Emit signals in a task

import zeroeval as ze

@ze.task(outputs=["answer"])
def answer_question(row):
    ze.emit_signal("phase", "retrieve")
    docs = retrieve_docs(row.question)
    ze.emit_signal("retrieved_doc_count", len(docs))
    ze.emit_signal("retrieval_hit", bool(docs))

    answer = generate_answer(row.question, docs)
    ze.emit_signal("phase", "generate")
    return {"answer": answer}
ze.emit_signal(...) attaches to the current task span by default. If no active span exists, it falls back to the current trace.

What gets persisted

When tasks run through dataset.eval(...), ZeroEval creates a task span for each row execution. Emitted signals are attached to that span and flushed with the normal tracing pipeline.

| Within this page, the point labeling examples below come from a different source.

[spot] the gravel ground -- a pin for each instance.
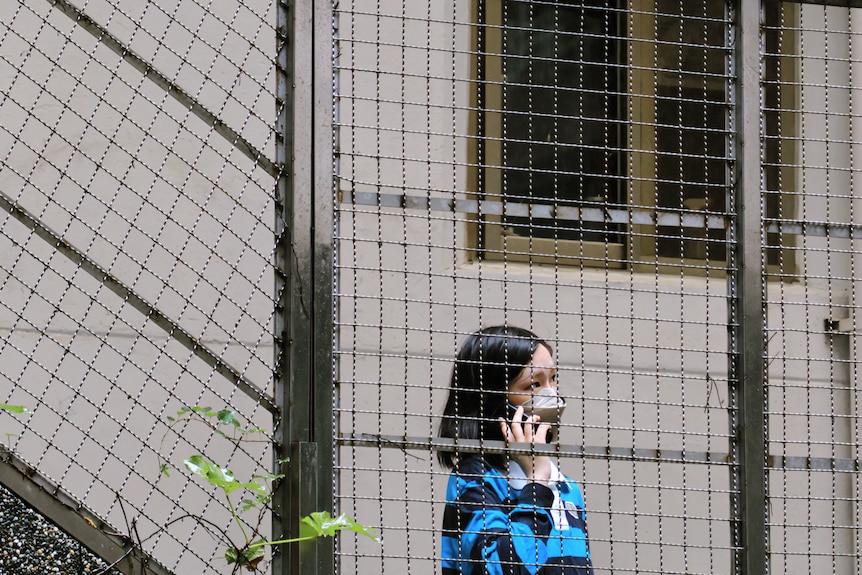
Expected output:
(30, 543)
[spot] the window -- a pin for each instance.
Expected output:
(605, 132)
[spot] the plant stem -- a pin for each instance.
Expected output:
(282, 541)
(236, 517)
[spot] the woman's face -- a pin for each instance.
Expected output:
(540, 372)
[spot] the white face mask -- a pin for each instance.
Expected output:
(547, 404)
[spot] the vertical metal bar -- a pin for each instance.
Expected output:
(324, 269)
(303, 323)
(747, 305)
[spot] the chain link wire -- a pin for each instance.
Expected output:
(465, 149)
(136, 268)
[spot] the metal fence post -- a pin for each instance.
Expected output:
(304, 269)
(746, 283)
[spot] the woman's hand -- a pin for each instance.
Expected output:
(537, 468)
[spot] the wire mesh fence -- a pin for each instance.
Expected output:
(571, 168)
(575, 168)
(137, 269)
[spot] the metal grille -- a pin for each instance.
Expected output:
(136, 267)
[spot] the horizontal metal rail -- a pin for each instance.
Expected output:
(773, 462)
(633, 216)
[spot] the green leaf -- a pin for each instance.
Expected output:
(227, 417)
(324, 524)
(13, 408)
(218, 476)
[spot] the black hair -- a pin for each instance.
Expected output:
(487, 362)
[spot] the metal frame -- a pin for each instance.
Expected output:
(746, 277)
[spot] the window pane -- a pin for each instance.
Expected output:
(692, 140)
(561, 113)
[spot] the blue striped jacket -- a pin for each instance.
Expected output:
(491, 528)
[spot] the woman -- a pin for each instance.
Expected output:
(508, 514)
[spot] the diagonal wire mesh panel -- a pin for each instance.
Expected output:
(136, 267)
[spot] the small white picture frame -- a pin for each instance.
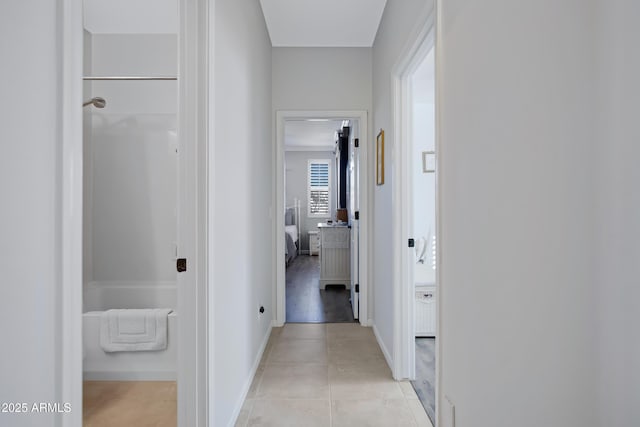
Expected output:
(428, 161)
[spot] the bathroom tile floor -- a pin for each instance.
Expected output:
(129, 403)
(328, 375)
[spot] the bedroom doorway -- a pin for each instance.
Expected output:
(319, 265)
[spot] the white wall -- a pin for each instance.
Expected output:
(296, 182)
(618, 206)
(321, 78)
(517, 176)
(241, 264)
(30, 218)
(132, 164)
(398, 21)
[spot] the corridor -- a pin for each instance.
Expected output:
(328, 375)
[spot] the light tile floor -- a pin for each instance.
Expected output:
(328, 375)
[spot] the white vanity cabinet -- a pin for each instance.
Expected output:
(335, 255)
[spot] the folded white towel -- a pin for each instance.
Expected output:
(421, 249)
(134, 330)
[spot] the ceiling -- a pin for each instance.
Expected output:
(131, 16)
(322, 23)
(291, 23)
(301, 135)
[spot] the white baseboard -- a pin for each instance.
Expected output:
(129, 376)
(385, 352)
(247, 385)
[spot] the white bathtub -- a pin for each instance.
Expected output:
(127, 366)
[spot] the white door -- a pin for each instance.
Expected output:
(354, 184)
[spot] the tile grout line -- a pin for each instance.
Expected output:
(326, 340)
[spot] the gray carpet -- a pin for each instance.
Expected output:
(306, 302)
(425, 383)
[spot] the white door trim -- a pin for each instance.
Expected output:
(196, 17)
(421, 42)
(194, 122)
(279, 203)
(71, 44)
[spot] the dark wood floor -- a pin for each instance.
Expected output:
(425, 383)
(307, 303)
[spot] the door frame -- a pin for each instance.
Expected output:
(279, 298)
(420, 43)
(195, 95)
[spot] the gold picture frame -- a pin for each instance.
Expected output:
(380, 158)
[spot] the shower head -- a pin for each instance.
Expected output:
(96, 102)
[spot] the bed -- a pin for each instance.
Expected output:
(292, 232)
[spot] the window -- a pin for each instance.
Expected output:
(319, 188)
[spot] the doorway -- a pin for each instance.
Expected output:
(318, 182)
(321, 161)
(422, 190)
(180, 133)
(130, 134)
(417, 240)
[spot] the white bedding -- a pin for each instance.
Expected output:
(292, 231)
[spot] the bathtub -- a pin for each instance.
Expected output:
(126, 366)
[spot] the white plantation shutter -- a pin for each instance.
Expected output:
(319, 188)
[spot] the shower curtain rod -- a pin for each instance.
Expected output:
(129, 78)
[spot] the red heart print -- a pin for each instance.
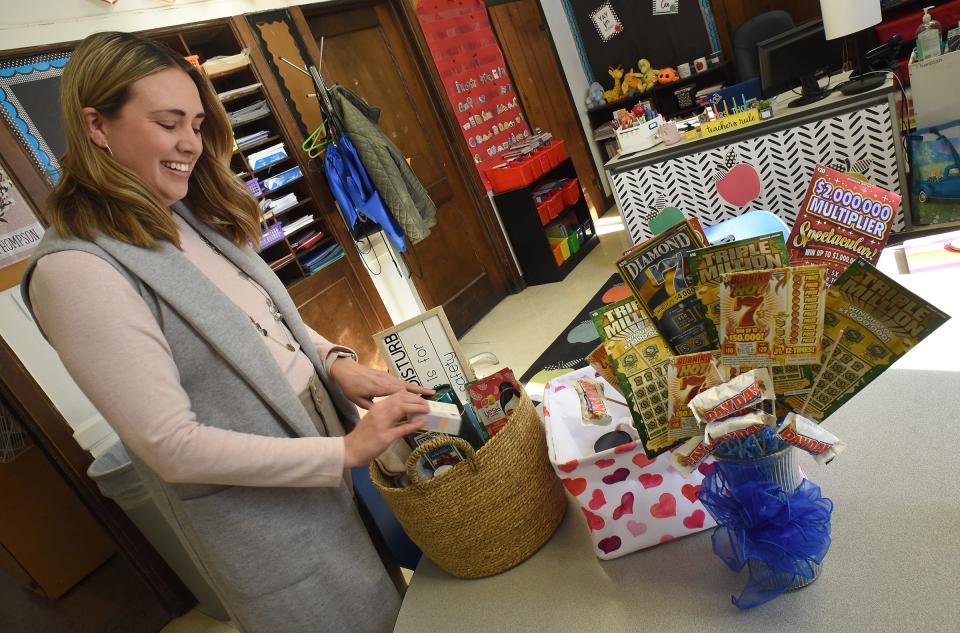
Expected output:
(609, 544)
(707, 469)
(616, 476)
(694, 521)
(641, 460)
(636, 527)
(568, 467)
(690, 492)
(575, 486)
(597, 500)
(648, 480)
(665, 508)
(594, 522)
(625, 507)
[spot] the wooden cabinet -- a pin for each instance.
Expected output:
(530, 236)
(334, 297)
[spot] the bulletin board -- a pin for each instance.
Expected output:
(30, 107)
(474, 75)
(620, 32)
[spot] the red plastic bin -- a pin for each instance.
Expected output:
(517, 174)
(558, 152)
(571, 192)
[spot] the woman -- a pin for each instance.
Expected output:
(232, 408)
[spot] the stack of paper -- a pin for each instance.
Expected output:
(250, 139)
(253, 111)
(268, 156)
(227, 95)
(297, 225)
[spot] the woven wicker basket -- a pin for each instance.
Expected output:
(491, 511)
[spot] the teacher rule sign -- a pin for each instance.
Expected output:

This means signals inherit all of the benefits of tracing:
  • per-row trace linkage
  • span-level inspection
  • compatibility with screenshots, attachments, and tags

Surface signals in the app

Signals appear in trace-aware evaluation views:
  • row detail panels can show emitted signals for a specific result
  • trace views can show which span emitted each signal
  • eval detail views can summarize common signals across a run

Signals, feedback, and judges

  • signals are runtime facts emitted by the task or system
  • feedback is corrective human/user input
  • judge evaluations are automated judgments produced by judge automations
Keep these concepts separate:
  • emit signals during execution
  • compute scores after execution
  • use feedback to correct or supervise model behavior

Common patterns

RAG

ze.emit_signal("retrieval_hit", hit)
ze.emit_signal("retrieved_doc_count", len(docs))
ze.emit_signal("retrieval_strategy", "hybrid")

Code repair

ze.emit_signal("tests_failed_before", before)
ze.emit_signal("tests_failed_after", after)
ze.emit_signal("lint_passed", lint_ok)

Customer support

ze.emit_signal("verified_identity", verified)
ze.emit_signal("policy_violation", violated_policy)
ze.emit_signal("escalated_to_human", escalated)
Emit the facts you may want to score later, then let evaluators decide how to turn those facts into row/column/run metrics.